Josie Nordman, who was diagnosed with cystic fibrosis when she was 4 months old, is in the intensive care unit at the University of Chicago Medical Center, her mom said. She underwent the operation early Sunday morning.
Rehabilitation can takes months and may lead to organ rejection, but barring any complications, the surgery should allow Josie Nordman to breathe normally.
“I find it hard to fathom that sometime tomorrow I will wake up and take a real, deep breath,” Josie Nordman wrote at about 8:30 p.m. Saturday in a Facebook post. “Thank you to everyone who has supported me through all of this. Every single one of you.”
Since the beginning of the year, dozens of student organizations have raised thousands of dollars for Josie Nordman’s lung transplant fund. Her family has said they will have to pay up to $75,000 for the procedure.

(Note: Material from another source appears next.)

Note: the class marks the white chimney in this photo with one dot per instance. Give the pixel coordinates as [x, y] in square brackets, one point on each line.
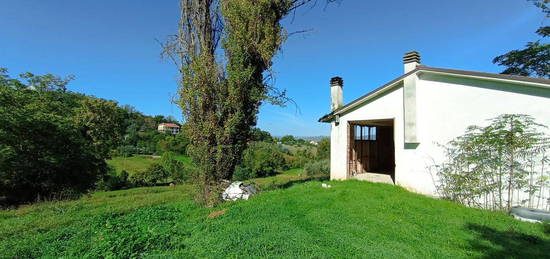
[336, 92]
[411, 60]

Josie Nordman was placed on the lung transplant list in December, and her mother has said her daughter would likely receive the next available lungs that match her height and blood type. The family was notified of a donor match Saturday night, and Josie Nordman entered the 10-hour surgery the next day.
Josie Nordman’s lungs were 16 percent functional as of April. If recovery goes well, she has said she will still have cystic fibrosis-related complications in her stomach, pancreas and other body parts, but restored lung function will allow her to continue her passions of theater and horseback riding.